Ephron turned her 1980s divorce from Carl Bernstein into the hilarious bestseller Heartburn. In “The D Word” she revisits that break-up and also recounts her divorce from her first husband in the 1970s. What do her accounts of each divorce illustrate about the issues she—and other women of her generation—faced? What light does she shed on the difficult challenges parents face when contemplating divorce [p. 120]? Which of her points do you find the most and the least convincing? She describes her second divorce as “the worse kind of divorce” [p. 123]. How do the details she offers provide a sense of the emotional toll of her husband’s deceptions and her reactions to them?
Ephron writes, “The realization that I may only have a few good years remaining has hit me with a real force . . . ” [p. 129]. How do her memories of her younger years inform her feelings of loss and how do they shape her approach to the years to come?

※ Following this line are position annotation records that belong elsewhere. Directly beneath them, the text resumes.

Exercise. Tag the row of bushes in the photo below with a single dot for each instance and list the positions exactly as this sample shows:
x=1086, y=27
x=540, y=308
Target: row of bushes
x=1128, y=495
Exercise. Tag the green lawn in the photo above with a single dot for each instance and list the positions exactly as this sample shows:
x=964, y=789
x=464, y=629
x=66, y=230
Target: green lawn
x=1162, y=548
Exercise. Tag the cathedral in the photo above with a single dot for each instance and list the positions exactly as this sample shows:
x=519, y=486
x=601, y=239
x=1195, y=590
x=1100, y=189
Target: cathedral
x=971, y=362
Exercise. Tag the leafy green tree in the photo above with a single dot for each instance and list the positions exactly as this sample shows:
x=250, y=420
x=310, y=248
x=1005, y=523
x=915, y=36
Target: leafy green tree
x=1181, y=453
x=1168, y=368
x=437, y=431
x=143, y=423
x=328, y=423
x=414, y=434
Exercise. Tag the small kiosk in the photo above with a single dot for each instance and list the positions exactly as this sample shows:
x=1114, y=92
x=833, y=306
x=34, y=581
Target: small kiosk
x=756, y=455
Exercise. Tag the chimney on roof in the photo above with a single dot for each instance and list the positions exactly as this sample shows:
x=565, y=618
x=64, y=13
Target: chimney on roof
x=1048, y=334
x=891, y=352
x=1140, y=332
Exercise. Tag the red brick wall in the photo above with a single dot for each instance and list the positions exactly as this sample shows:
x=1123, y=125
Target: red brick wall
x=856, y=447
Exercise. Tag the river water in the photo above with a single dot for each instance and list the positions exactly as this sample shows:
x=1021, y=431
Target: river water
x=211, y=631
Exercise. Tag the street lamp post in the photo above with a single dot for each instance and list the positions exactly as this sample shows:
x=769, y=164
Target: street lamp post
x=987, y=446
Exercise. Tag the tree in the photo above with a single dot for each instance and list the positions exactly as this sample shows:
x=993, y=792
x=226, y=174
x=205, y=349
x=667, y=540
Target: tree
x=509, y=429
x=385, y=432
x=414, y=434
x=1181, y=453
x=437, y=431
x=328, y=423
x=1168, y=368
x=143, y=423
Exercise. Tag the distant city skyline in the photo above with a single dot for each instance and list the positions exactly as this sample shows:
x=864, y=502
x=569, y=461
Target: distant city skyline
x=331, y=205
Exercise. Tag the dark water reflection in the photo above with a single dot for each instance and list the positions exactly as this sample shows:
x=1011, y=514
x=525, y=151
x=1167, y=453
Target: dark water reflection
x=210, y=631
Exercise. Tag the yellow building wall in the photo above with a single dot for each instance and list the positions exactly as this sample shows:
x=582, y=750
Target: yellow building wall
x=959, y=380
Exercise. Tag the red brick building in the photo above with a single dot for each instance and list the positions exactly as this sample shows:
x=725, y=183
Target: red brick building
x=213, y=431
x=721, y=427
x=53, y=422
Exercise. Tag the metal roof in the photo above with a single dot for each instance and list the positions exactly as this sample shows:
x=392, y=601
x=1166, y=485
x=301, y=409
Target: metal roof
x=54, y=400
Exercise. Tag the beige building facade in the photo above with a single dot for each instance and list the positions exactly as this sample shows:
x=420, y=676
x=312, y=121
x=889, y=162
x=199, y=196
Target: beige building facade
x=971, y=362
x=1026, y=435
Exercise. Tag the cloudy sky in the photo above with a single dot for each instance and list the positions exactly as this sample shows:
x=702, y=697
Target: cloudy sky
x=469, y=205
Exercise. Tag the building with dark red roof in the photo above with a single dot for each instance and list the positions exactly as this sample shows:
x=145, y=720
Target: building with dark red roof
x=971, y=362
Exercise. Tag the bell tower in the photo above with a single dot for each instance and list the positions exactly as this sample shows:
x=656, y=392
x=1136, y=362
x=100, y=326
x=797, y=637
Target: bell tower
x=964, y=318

Several essays are entitled “I Just Want to Say” and go on to explore a specific topic. What do these pieces have in common? What do they and her short, funny, and to-the-point personal revelations like “My Aruba,” “Going to the Movies,” “Addicted to L-U-V,” and “My Life as a Meatloaf” contribute to the shape and impact of the collection?
Reread the lists (“What I Won’t Miss” and “What I Will Miss”) at the end of I Remember Nothing and create your own versions highlighting what you cherish—as well as you’d gladly give up.
If you have read I Feel Bad about My Neck, what changes do you see in Ephron’s outlook and perceptions over the course of time between the two books?